Signing off … and on again. The latest incarnation is the third version, and a compromise.


More than a year after Auckland Council removed and replaced a much-loved local hall sign and notice board with a modern generic sign, residents have got their original version back.Whangateau’s wooden-framed, double-sided hall sign was originally designed and constructed to be in keeping with the historic village hall. However, when Rodney became part of the Super City, Auckland Council embarked on a programme of updating and unifying community hall signage throughout the region. Council wrote to the Whangateau Hall committee in September 2014 telling them it was going to replace the sign, which they immediately responded to by saying they didn’t want it changed.

“We never even got a reply to that,” hall committee member Elizabeth Foster says. “The next thing we knew it was replaced in January last year.”

Contractors took away the notice board, and the sign was replaced with a generic navy blue sign bearing the Auckland Council logo.

“We contacted them and said, ‘Oi, we want our sign back’. We had two site meetings, the first one in May and then another one sometime later with Council staff, and they absolutely refused to replace it.”

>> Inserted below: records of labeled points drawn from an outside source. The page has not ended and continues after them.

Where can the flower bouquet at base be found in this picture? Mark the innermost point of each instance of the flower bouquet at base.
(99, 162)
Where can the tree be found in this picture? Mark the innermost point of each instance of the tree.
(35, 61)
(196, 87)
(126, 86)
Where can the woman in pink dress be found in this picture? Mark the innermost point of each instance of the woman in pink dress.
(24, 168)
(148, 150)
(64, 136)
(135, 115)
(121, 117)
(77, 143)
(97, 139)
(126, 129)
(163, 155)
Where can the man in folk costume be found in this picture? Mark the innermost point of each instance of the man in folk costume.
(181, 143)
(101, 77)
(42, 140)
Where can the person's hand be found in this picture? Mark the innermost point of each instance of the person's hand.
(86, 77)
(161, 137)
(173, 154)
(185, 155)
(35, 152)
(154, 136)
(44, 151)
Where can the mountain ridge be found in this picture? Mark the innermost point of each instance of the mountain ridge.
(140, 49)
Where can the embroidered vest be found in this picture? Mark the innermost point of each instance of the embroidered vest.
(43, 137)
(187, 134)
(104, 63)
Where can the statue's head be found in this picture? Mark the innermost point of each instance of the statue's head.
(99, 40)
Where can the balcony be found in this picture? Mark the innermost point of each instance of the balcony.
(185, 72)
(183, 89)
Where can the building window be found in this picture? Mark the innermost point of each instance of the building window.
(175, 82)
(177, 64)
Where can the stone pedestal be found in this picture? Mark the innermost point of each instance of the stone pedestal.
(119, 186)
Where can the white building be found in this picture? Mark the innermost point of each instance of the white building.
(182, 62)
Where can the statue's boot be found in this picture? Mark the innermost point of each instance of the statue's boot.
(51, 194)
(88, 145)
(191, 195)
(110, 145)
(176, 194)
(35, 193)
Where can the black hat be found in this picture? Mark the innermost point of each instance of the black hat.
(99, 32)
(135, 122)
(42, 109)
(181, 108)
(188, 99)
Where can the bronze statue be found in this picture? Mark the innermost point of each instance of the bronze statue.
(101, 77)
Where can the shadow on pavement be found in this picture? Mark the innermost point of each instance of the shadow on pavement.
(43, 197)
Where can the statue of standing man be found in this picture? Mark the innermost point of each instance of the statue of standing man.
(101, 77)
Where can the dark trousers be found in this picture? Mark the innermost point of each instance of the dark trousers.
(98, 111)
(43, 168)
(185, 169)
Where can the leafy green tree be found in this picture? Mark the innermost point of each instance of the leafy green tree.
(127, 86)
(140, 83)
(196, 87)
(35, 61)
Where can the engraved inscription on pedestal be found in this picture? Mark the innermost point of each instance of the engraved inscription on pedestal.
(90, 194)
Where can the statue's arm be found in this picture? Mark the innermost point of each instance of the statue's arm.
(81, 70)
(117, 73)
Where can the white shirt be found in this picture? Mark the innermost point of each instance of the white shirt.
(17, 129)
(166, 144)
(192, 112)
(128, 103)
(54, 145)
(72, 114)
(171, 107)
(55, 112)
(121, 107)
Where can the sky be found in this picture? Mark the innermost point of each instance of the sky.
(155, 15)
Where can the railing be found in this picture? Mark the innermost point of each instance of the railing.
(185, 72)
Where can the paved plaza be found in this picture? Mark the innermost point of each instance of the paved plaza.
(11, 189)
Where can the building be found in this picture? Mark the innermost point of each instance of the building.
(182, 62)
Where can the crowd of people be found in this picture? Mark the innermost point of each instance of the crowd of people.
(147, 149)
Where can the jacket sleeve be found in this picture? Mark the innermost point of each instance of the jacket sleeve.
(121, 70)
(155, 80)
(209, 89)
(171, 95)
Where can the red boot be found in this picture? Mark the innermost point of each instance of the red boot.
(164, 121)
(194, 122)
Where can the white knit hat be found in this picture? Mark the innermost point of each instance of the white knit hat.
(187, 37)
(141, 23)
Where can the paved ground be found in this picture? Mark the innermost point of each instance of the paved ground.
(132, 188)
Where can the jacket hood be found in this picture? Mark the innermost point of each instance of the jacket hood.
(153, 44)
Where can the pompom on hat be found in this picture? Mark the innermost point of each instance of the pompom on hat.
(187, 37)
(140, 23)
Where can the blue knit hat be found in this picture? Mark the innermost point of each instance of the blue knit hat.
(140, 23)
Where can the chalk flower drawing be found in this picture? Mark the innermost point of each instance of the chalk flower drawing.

Further correspondence followed, then another site meeting in October, and a compromise was eventually reached.

“We didn’t hold our breath after that, but ultimately the contractor came back and put it up in early February,” Elizabeth says. “Basically we got what is in essence our sign back, though with that ghastly blue on the back, but the cost of all that – it’s crazy. If they just took some notice of what we said in the first place. It took quite a while and a lot of money, and all from destroying what was a perfectly good sign in the first place.”

Council’s community places project manager Terrena Griffiths says that after speaking to the community, it was realised that the original sign, which was the community notice board, had been removed.

“Council staff worked with the hall advisory group to replace the sign and reinstate the notice board,” she says. “Auckland Council recognises the importance of these notices for the community.”

There was a final twist in the tale last week, when the noticeboard was again suddenly removed without notice, only to be returned a day later with a brand new lock on it.